Meine Katzen sind 6. Eine alte Katze, die evtl schon Probleme mit den Gelenken etc. hat, sollte natürlich nicht bis an ihr Limit gespielt werden.
Ich bin der Meinung, man sollte versuchen sein Tier artgerechte Beschäftigung bieten, so natürlich wie möglich. Wenn wir uns Katzen ansehen, die ungesicherten Freigang haben, sehen wir, dass sie viel Zeit mit Jagen verbringen. Auch noch im Alter. Die meisten Katzen, die ich gekannt habe, die ungesichert Freigang hatten, wurden irgendwann ab 12 Jahren ruhiger und sind nicht mehr besonders weit gegangen. Gejagt wurde dann auch nicht mehr so richtig.
Als Alltagsbeispiel: Meine Findus brachte höchstens mal noch etwas heim, was sie ganz offensichtlich tot gefunden hatte.
Man kann bei ihrer Herkunft und Verhalten unter Bedingungen, in denen sie sich ihre Beschäftigung selbst suchen also sehr sicher sagen, dass die Jagt einen großen Bestandteil des Katzenlebens ausmacht.
Allein die Tatsache, dass die Katze sich durchaus Objekte zum Jagen sucht, seien es Fliegen, Fussel, Korken, Artgenossen oder Füße, bestätigt das für mein Verständnis auch.
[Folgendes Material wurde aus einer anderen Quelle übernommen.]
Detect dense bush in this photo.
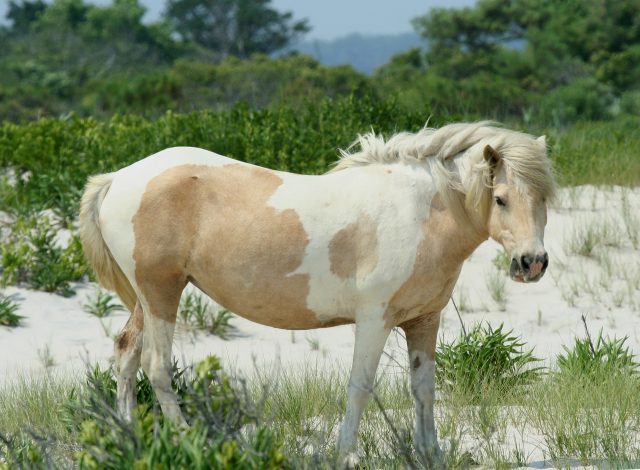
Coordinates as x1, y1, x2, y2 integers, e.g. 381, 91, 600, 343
0, 97, 432, 216
0, 356, 290, 469
537, 78, 614, 127
0, 214, 89, 296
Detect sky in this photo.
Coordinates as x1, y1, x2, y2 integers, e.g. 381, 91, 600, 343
0, 0, 475, 40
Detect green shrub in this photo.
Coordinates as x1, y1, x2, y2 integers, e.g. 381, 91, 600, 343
538, 78, 614, 127
436, 324, 542, 401
556, 330, 640, 380
69, 356, 287, 469
0, 216, 88, 296
178, 292, 234, 339
0, 294, 24, 326
82, 288, 124, 318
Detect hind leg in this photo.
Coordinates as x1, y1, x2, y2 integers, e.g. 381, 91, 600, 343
136, 283, 186, 424
115, 301, 143, 421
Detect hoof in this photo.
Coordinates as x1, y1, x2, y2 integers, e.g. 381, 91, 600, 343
340, 452, 360, 470
418, 444, 445, 469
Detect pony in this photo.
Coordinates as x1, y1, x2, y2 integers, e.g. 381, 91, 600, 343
80, 122, 555, 464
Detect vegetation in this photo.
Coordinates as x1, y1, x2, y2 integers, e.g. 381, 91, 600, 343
178, 292, 234, 339
0, 326, 640, 468
83, 288, 124, 318
436, 324, 542, 400
0, 215, 88, 296
0, 0, 640, 469
0, 0, 640, 125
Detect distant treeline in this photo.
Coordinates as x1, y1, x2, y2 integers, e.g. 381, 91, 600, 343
0, 96, 640, 229
0, 0, 640, 127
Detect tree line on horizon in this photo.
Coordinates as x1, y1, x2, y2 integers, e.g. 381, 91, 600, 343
0, 0, 640, 126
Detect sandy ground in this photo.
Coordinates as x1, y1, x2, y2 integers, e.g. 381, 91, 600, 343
0, 187, 640, 468
0, 187, 640, 381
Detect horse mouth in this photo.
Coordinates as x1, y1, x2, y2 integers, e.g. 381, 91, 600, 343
509, 258, 547, 283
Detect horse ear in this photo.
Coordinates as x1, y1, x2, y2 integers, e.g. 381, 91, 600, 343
484, 145, 500, 168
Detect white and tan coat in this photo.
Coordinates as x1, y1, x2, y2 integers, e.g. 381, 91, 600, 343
81, 119, 553, 459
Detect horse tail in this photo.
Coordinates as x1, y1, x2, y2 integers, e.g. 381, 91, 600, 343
80, 173, 137, 312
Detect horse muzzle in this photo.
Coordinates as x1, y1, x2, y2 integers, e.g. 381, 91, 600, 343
509, 252, 549, 282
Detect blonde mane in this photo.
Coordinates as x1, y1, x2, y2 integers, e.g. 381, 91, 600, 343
331, 121, 555, 228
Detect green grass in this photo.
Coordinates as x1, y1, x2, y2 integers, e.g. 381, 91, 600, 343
178, 292, 235, 339
547, 116, 640, 186
0, 346, 640, 468
82, 288, 124, 318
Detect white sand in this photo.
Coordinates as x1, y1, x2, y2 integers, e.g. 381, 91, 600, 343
0, 187, 640, 468
0, 187, 640, 382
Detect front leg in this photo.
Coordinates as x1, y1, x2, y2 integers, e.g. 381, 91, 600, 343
400, 312, 443, 468
337, 318, 391, 468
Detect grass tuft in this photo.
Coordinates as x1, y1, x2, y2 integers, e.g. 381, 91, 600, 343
178, 292, 235, 339
82, 288, 124, 318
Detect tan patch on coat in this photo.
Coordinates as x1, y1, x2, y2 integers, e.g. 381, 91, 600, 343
134, 164, 348, 329
329, 214, 378, 279
384, 194, 482, 328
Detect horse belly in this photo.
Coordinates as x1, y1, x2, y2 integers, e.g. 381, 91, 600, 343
178, 165, 353, 329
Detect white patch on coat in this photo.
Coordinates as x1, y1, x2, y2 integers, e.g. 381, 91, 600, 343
269, 163, 435, 321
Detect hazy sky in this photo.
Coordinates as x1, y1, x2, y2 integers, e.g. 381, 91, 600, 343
0, 0, 475, 39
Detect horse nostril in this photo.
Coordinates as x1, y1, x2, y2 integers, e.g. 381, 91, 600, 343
520, 255, 533, 272
542, 253, 549, 271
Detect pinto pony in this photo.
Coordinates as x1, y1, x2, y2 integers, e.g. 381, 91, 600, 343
80, 122, 555, 462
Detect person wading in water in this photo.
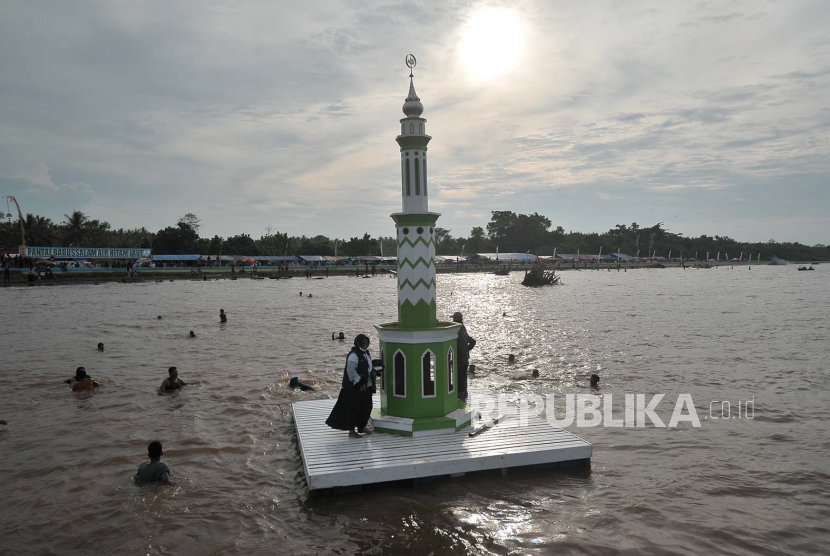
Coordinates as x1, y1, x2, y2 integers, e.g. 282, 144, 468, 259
159, 367, 187, 396
326, 334, 374, 438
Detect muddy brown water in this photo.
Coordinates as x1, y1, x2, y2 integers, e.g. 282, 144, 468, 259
0, 265, 830, 555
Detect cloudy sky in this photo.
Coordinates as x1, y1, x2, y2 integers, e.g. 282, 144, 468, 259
0, 0, 830, 244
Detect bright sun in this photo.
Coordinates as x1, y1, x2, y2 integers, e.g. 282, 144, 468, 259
459, 8, 526, 81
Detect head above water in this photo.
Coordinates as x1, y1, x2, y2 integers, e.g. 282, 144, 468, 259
147, 440, 164, 459
354, 334, 371, 350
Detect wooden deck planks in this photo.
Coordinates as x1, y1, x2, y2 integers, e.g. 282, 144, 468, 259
292, 393, 593, 490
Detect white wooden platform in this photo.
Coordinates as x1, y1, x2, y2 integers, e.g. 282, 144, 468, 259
292, 392, 593, 490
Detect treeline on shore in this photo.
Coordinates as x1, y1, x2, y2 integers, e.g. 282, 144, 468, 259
0, 211, 830, 261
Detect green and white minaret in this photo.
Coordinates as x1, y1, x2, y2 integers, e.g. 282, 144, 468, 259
372, 54, 471, 436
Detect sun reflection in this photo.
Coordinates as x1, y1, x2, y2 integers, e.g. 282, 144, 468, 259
459, 8, 527, 81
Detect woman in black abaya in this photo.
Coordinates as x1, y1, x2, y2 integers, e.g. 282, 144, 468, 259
326, 334, 374, 438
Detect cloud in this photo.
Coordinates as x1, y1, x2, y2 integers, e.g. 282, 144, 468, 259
2, 163, 94, 196
0, 0, 830, 242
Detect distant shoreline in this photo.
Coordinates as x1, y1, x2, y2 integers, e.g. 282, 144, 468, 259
4, 261, 822, 287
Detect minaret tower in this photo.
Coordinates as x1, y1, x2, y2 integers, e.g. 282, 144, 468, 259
372, 54, 471, 436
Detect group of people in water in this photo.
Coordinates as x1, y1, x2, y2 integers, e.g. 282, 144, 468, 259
59, 309, 228, 486
57, 306, 599, 485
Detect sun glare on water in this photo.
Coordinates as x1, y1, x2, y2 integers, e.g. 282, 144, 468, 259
459, 8, 527, 81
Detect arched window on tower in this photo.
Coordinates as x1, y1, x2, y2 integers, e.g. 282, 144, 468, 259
392, 350, 406, 398
447, 348, 455, 394
406, 158, 412, 197
415, 155, 421, 195
380, 348, 386, 392
421, 350, 435, 398
423, 154, 427, 196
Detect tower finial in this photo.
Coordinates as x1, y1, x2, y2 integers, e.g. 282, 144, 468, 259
403, 52, 424, 118
406, 52, 418, 79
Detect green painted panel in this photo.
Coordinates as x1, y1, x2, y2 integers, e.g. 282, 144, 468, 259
399, 278, 435, 290
398, 236, 435, 247
398, 257, 435, 268
381, 338, 463, 420
398, 299, 437, 329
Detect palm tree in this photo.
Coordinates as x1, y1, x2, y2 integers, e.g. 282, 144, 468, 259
23, 212, 55, 247
63, 210, 89, 247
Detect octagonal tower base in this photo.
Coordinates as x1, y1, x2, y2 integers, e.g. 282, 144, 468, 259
372, 322, 472, 437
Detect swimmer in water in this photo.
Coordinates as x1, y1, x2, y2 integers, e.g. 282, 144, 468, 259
72, 368, 99, 392
64, 367, 100, 386
133, 440, 173, 486
510, 369, 539, 380
159, 367, 187, 396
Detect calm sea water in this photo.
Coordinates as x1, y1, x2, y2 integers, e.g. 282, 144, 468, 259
0, 265, 830, 555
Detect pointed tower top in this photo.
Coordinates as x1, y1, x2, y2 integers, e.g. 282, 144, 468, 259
403, 52, 424, 118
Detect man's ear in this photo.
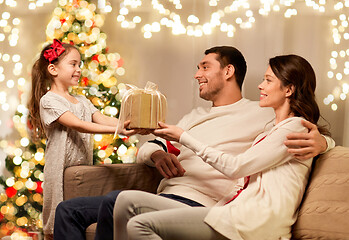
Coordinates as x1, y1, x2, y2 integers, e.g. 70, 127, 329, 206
47, 63, 57, 76
286, 85, 295, 97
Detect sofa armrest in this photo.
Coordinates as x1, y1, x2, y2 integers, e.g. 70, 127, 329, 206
63, 163, 162, 200
292, 146, 349, 240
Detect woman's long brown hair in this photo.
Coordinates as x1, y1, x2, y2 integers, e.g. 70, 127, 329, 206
269, 54, 330, 135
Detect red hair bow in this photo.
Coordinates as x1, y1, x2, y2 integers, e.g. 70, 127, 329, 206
44, 39, 65, 63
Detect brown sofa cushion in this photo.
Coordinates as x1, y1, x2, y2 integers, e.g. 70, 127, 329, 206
292, 146, 349, 240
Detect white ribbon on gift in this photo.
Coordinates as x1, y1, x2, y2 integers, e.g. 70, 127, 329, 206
114, 81, 167, 138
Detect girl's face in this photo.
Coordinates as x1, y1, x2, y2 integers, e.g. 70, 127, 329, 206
258, 66, 292, 109
194, 53, 225, 102
54, 49, 81, 88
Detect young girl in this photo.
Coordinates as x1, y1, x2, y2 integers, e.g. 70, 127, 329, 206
114, 55, 327, 240
29, 39, 135, 238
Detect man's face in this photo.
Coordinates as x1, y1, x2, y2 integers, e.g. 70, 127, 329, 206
195, 53, 224, 102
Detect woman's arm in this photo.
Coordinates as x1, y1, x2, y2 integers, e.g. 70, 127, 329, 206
154, 119, 306, 179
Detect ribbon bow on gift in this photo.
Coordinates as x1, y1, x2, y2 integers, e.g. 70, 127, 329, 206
44, 39, 65, 63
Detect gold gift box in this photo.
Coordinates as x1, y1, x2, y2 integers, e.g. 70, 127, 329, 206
118, 82, 167, 132
123, 91, 167, 129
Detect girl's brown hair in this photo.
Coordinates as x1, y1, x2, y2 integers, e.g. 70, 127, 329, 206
28, 43, 77, 142
269, 54, 330, 135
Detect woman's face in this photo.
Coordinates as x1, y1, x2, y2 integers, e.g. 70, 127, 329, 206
258, 66, 291, 109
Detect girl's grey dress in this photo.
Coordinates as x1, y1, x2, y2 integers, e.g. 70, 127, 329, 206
40, 92, 97, 234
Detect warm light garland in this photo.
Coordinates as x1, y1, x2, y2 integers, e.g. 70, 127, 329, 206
323, 1, 349, 111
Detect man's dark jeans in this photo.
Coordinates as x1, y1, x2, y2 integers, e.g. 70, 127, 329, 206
54, 190, 203, 240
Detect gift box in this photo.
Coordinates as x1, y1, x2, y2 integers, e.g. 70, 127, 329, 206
118, 82, 167, 132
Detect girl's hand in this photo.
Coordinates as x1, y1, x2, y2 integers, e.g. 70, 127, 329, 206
153, 122, 184, 142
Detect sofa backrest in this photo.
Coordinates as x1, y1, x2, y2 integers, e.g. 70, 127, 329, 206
292, 146, 349, 240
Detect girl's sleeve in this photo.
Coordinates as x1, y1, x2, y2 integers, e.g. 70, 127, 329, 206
75, 95, 98, 115
40, 96, 70, 127
85, 98, 98, 114
180, 120, 306, 179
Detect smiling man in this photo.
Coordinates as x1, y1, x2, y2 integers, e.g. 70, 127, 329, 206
55, 46, 334, 240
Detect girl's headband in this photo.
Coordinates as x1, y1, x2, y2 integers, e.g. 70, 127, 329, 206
44, 39, 65, 63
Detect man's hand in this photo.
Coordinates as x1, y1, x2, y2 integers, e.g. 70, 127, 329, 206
284, 120, 327, 160
150, 150, 185, 178
153, 122, 184, 142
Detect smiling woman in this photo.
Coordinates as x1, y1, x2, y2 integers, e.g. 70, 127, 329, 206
114, 53, 328, 240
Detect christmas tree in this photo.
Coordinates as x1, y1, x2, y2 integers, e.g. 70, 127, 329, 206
0, 0, 137, 236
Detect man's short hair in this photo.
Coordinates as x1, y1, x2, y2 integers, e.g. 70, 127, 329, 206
205, 46, 247, 90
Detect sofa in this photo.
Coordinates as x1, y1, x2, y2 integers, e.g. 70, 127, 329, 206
64, 146, 349, 240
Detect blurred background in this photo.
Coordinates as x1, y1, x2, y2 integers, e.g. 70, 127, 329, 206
0, 0, 349, 171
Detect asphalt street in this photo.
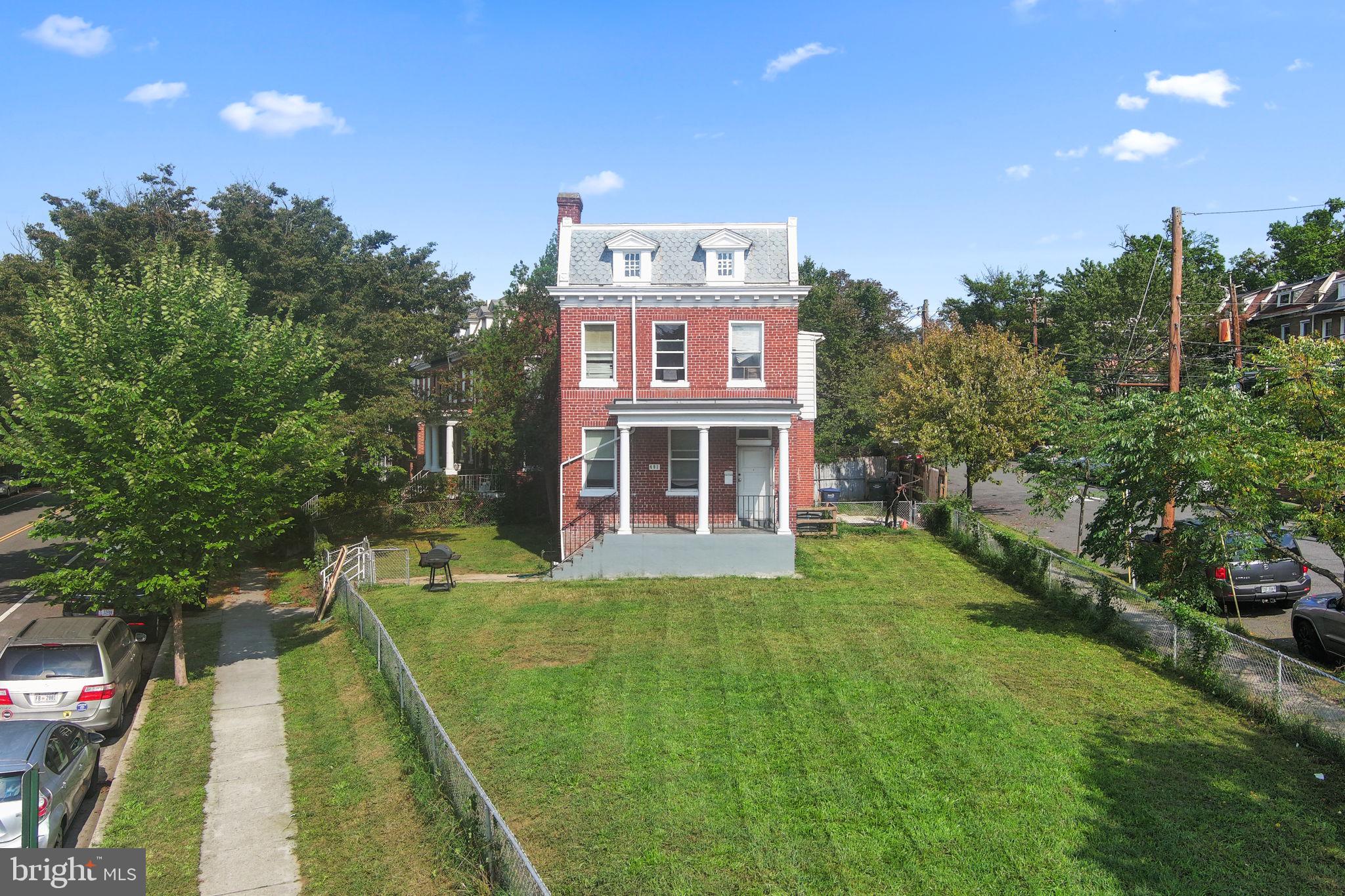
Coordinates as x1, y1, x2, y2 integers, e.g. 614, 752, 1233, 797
0, 490, 159, 846
946, 466, 1345, 656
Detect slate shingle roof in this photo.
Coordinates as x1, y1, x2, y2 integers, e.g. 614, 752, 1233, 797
570, 226, 789, 286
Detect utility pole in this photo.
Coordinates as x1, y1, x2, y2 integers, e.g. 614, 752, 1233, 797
1164, 205, 1182, 532
1228, 271, 1243, 370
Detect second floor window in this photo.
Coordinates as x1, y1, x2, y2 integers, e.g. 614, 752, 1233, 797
729, 321, 762, 383
584, 324, 616, 381
653, 324, 686, 383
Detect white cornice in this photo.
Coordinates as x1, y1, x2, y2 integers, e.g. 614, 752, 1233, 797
603, 230, 659, 253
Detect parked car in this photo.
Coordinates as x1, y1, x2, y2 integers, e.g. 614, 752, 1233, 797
1290, 595, 1345, 660
1145, 520, 1313, 610
0, 720, 102, 849
0, 616, 140, 731
60, 597, 168, 642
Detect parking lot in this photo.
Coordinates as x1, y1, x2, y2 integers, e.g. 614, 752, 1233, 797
0, 490, 159, 846
946, 466, 1345, 656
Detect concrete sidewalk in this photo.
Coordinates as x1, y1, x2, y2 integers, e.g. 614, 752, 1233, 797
200, 570, 300, 896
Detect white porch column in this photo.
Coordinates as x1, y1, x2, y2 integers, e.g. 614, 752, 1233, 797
695, 426, 710, 534
616, 426, 631, 534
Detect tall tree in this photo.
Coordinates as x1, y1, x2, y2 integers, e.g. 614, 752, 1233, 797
799, 258, 910, 461
0, 244, 342, 685
463, 234, 560, 519
877, 325, 1060, 498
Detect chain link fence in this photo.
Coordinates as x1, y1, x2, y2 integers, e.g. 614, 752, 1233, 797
946, 511, 1345, 738
335, 574, 552, 896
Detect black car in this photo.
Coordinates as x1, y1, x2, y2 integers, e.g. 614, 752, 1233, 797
60, 597, 168, 642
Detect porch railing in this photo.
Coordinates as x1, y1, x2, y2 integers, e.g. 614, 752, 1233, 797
561, 494, 617, 561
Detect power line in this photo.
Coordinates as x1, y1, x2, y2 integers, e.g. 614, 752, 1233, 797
1183, 203, 1326, 215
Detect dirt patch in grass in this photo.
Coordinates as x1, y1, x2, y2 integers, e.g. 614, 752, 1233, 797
277, 619, 487, 896
102, 618, 219, 896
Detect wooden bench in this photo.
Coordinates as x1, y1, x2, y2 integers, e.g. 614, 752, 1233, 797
793, 505, 841, 536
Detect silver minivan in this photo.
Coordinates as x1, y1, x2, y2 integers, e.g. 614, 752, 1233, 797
0, 616, 140, 731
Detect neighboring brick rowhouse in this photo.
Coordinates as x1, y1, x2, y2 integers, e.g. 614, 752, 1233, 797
556, 194, 584, 228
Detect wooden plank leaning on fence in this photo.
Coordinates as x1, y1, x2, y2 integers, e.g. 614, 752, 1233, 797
313, 547, 349, 620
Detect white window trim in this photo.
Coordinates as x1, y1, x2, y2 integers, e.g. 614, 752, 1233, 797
580, 321, 620, 388
663, 426, 701, 498
580, 426, 621, 498
725, 321, 765, 388
650, 321, 692, 388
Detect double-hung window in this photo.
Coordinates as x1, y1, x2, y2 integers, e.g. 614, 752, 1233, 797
580, 321, 616, 385
584, 429, 616, 493
669, 430, 701, 493
729, 321, 764, 385
653, 322, 686, 385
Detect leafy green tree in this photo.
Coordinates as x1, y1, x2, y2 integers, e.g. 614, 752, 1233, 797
799, 258, 912, 461
942, 267, 1049, 343
0, 244, 340, 685
877, 325, 1060, 498
463, 234, 560, 519
1248, 199, 1345, 283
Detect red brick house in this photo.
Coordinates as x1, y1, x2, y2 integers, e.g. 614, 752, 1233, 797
552, 194, 822, 578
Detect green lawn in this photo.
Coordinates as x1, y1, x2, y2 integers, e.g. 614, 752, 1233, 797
276, 619, 487, 896
357, 530, 1345, 893
370, 525, 556, 575
102, 618, 219, 896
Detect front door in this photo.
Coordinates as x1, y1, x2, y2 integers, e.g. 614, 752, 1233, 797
738, 444, 775, 528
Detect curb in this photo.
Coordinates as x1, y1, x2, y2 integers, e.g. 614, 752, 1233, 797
89, 630, 173, 849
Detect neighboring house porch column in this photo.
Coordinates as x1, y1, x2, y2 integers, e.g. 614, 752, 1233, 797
616, 426, 631, 534
695, 426, 710, 534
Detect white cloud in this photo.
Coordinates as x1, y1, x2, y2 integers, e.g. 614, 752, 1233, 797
1099, 127, 1181, 161
761, 40, 837, 81
1145, 68, 1239, 106
23, 15, 112, 56
122, 81, 187, 106
574, 171, 625, 196
219, 90, 349, 137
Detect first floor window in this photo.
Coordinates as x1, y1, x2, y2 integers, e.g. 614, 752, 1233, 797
584, 324, 616, 380
669, 430, 701, 492
729, 321, 764, 383
584, 430, 616, 489
653, 324, 686, 383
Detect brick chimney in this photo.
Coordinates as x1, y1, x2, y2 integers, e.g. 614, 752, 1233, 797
556, 194, 584, 230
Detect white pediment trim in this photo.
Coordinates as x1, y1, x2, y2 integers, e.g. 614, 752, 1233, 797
699, 227, 752, 249
603, 230, 659, 253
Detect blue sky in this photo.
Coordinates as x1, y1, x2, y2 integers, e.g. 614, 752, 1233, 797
0, 0, 1345, 305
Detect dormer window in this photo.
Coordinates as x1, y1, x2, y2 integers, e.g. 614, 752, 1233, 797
604, 230, 659, 284
701, 228, 752, 284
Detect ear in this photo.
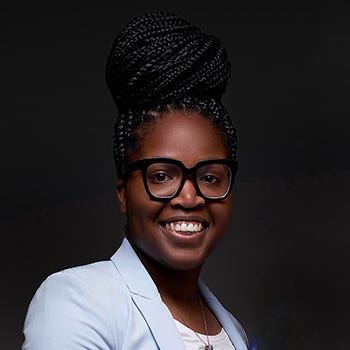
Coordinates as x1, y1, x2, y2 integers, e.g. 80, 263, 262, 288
115, 180, 126, 214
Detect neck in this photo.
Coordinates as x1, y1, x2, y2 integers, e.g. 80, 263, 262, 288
134, 243, 201, 304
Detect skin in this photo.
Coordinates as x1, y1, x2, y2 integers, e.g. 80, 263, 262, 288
117, 111, 232, 334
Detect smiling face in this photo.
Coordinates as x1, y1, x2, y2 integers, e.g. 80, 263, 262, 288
117, 111, 232, 270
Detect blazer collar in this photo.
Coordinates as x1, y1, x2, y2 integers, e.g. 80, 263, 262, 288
111, 238, 248, 350
111, 238, 186, 350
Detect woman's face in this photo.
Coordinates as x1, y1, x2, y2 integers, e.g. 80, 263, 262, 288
117, 111, 232, 270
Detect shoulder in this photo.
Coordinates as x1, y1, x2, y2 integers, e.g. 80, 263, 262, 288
23, 261, 131, 349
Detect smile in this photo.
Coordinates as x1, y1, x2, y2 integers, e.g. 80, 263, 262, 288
164, 221, 204, 232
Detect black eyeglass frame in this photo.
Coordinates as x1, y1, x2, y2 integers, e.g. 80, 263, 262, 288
125, 158, 238, 202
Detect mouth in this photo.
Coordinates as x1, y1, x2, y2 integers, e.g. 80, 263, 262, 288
161, 220, 208, 235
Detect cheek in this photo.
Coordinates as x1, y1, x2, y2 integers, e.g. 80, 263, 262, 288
213, 197, 232, 233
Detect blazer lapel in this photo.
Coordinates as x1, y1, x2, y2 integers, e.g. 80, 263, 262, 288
199, 280, 248, 350
111, 238, 185, 350
133, 295, 185, 350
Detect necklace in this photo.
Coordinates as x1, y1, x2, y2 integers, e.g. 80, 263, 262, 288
162, 293, 214, 350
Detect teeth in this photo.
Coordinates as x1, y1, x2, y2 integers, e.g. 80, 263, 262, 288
165, 222, 203, 232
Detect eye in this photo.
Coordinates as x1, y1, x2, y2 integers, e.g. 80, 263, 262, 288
200, 174, 220, 186
149, 172, 172, 184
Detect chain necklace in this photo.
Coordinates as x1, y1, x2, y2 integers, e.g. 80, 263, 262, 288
162, 293, 214, 350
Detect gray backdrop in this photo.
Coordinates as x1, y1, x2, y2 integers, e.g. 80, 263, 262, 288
0, 0, 350, 350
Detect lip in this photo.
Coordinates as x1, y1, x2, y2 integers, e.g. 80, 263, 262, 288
159, 215, 209, 245
159, 215, 209, 228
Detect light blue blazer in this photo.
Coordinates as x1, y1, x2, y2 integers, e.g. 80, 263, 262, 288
22, 239, 248, 350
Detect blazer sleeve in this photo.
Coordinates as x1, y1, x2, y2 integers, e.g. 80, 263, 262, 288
22, 271, 118, 350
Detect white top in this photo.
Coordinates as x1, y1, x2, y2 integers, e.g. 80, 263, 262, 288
175, 320, 235, 350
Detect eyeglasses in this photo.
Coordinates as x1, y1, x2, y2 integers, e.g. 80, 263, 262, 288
126, 158, 237, 201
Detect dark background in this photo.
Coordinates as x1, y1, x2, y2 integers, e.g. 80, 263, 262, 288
0, 0, 350, 350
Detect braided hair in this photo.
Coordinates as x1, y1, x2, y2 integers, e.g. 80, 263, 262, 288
105, 11, 237, 178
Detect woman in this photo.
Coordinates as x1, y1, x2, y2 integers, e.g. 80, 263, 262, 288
23, 12, 248, 350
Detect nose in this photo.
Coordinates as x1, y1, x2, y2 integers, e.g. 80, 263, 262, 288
171, 178, 205, 209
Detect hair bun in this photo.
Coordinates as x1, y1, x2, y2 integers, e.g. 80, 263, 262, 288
105, 12, 231, 112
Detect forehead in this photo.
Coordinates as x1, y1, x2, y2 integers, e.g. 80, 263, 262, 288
129, 111, 228, 167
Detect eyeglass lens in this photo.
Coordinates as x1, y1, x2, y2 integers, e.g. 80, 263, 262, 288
146, 163, 231, 198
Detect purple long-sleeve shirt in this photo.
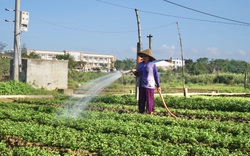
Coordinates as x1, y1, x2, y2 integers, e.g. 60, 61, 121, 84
137, 62, 160, 89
So ein Korken oder Fussel ist nur leider nicht sehr interaktiv und kann nicht lange gejagt werden. Fliegen sind schnell außer Reichweite und werden dann langsam. Füße jagen ist eine sehr unangenehme Eigenschaft bei Katzen, die man nicht ermutigen möchte. Also muss etwas anderes her.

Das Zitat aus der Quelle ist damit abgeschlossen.